Published on September 18, 2002

Her reputation as critical fave well cemented -- she writes gloomy and acerbic, sings scornful and angelic, collaborates with Elvis Costello, sleeps with Michael Penn -- Aimee Mann need only break through to people who actually buy CDs (the Magnolia soundtrack excepted, because it had the kind of icky major-label distribution from which she now flees). She might, certainly ought to, but peddling depressive-obsessive anthems for triple-A radio is no way to break into the bigs, bless her; she's doomed, Oscar nomination notwithstanding, to a life on the fringes, serenading and paying homage to the freaks and the fuck-ups, who need her more than the Borders bohos anyhow.
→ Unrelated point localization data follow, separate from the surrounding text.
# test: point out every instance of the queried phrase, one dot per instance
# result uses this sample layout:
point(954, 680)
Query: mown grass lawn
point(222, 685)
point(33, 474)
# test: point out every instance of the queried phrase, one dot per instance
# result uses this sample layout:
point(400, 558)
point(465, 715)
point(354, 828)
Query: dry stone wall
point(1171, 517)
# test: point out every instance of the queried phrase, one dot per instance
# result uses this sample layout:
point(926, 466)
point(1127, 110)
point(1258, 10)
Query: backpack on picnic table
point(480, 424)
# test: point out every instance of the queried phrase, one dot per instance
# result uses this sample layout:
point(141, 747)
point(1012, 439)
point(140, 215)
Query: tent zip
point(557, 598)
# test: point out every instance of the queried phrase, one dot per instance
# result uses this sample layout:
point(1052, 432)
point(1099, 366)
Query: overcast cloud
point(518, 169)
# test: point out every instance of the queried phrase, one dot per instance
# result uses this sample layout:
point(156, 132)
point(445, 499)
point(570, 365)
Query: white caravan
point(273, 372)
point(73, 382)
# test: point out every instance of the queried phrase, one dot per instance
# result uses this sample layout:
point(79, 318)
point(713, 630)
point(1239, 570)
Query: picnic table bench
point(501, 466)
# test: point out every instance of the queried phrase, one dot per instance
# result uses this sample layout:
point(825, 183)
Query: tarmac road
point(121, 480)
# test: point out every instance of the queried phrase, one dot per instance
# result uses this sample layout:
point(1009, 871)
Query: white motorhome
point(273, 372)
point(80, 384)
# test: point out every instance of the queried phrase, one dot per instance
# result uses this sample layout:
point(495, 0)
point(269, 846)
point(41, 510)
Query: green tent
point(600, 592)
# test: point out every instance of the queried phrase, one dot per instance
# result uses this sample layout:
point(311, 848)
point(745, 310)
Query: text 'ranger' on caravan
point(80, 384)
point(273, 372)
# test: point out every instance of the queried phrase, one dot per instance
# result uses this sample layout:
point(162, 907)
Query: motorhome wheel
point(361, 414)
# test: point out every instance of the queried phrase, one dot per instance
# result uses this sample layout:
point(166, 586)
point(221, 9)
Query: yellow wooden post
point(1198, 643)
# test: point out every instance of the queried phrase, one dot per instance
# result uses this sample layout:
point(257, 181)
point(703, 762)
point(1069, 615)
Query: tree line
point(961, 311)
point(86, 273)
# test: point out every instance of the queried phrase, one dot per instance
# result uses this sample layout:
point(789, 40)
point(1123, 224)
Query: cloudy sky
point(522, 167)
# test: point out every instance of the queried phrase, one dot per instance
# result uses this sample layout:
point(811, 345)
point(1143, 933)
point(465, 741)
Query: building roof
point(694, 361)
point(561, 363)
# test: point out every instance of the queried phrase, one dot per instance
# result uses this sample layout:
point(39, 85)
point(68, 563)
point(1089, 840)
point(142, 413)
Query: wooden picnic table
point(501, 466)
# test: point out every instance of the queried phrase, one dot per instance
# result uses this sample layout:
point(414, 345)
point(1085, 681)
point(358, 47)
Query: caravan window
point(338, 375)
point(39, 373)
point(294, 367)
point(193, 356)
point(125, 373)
Now that she's done battling labels, the source of endless subject matter on albums two and three (at least) and proprietor of her own, what's left for Mann to handle? Addiction, as it turns out -- physical and emotional, detrimental and beneficial, literal and metaphorical and everything in between. "Let me be your heroin," she sings while "High on Sunday 51," and as a come-on it's almost a turn-off, which might be the point; when one partner begins to beg another for a fix of anything, it's surely a sign of unhealthy codependence and a sign to split. The whole record's like that, in fact: sad as hell, a pop-orchestral downer that's doomed and defeated and unabashedly proud of being shamed and ashamed. "I'm not the girl you once put your faith in/Just someone who looks like me," she sings by way of introduction; later, she's singing about "Guys Like Me" whom girls are better off hating. Take heed, then, when she insists, "Get out while you can." But who can move when the groove's so dreary and despondent, when it's one song after another about rejection without pop music's dopey and unlikely curative, redemption? This is bleak, but never weak, stuff -- the sound of someone lost not in space but inside her own broken heart and busted head.